Robert Hassell III is someone I covered ad nauseam in November, but he's back with a vengeance and looking to climb back into the outfield mix for this team. Hassell has hit the living hell out of the baseball through his first six games, picking up 8 hits in 17 plate appearances with a .604 wOBA. Obviously, it's too small a sample size to really be gathering surface level information from, but we can look under the hood and see an increase in flyball rate as opposed to groundball rate from his historical trends thus far. Just 46.2% of his batted balls have been on the ground; he hasn't managed a rate below half since 2021 with the Padres organization.

Andrés Chaparro wants to stay in the big leagues. He's gone right back to slugging, and with ten batted balls in Statcast games so far he's averaging exit velocities of over 101 MPH, the highest on the team. Jacob Young's got 7 batted balls so far in Statcast games and has connected with the sweet spot of the bat on all seven. He hit a ground ball off Miles Mikolas 104.3 MPH on Saturday. The highest exit velocity on the team has actually been Andrew Pinckney, the 2023 fourth-rounder out of Alabama, who smashed a sixth-inning single 113.1 MPH off the Marlins' Justin King on Tuesday the 25th. To keep up with more of this data, the aforementioned Thomas Nestico put out a free and extremely useful tool on Friday to sort through the Spring Statcast batting data we've been given that's difficult to comb through on Baseball Savant! You can check it out HERE.
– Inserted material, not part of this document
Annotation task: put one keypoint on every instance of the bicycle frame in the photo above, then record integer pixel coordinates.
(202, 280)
Someone that's interested me this spring is Alex Call. Call is on the fence to make the Opening Day roster, and the odds of him starting basically hinge on the entire rest of the outfield getting their legs snapped in two. Call's always been an interesting guy: he walks a lot, doesn't strike out much, but there's not a lot going on with that bat when the ball gets put in play which gives him a pretty low ceiling. It's been a strange start to the spring for Call, though: through 10 plate appearances, he has seen 36 pitches--just 13 of them strikes. That's nearly two thirds of all pitches he's seen taken for balls, and it's resulted in him walking in five of those ten PAs. What that actually means for him, if anything, is nebulous, but it's a fascinating look. Again, long shot to really see the majors much this year--he's got two option years left--but someone to keep an eye on.
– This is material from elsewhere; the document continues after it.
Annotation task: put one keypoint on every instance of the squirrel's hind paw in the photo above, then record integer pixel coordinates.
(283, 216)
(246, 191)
The last person I want to go into detail on is Cole Henry. Henry told Andrew Golden in the middle of last month that he's focusing on a transition to a relief role after dealing with injuries out of the rotation at Double-A Harrisburg. He's performed excellently in his first two appearances, striking out seven and not allowing a walk yet. Henry won't make the Opening Day roster, seeing as he hasn't pitched at Rochester since '22, but if he can stay healthy and keep throwing like he is, he'll prove why he was worth the $2 million the Nationals signed him for in the second round in 2020.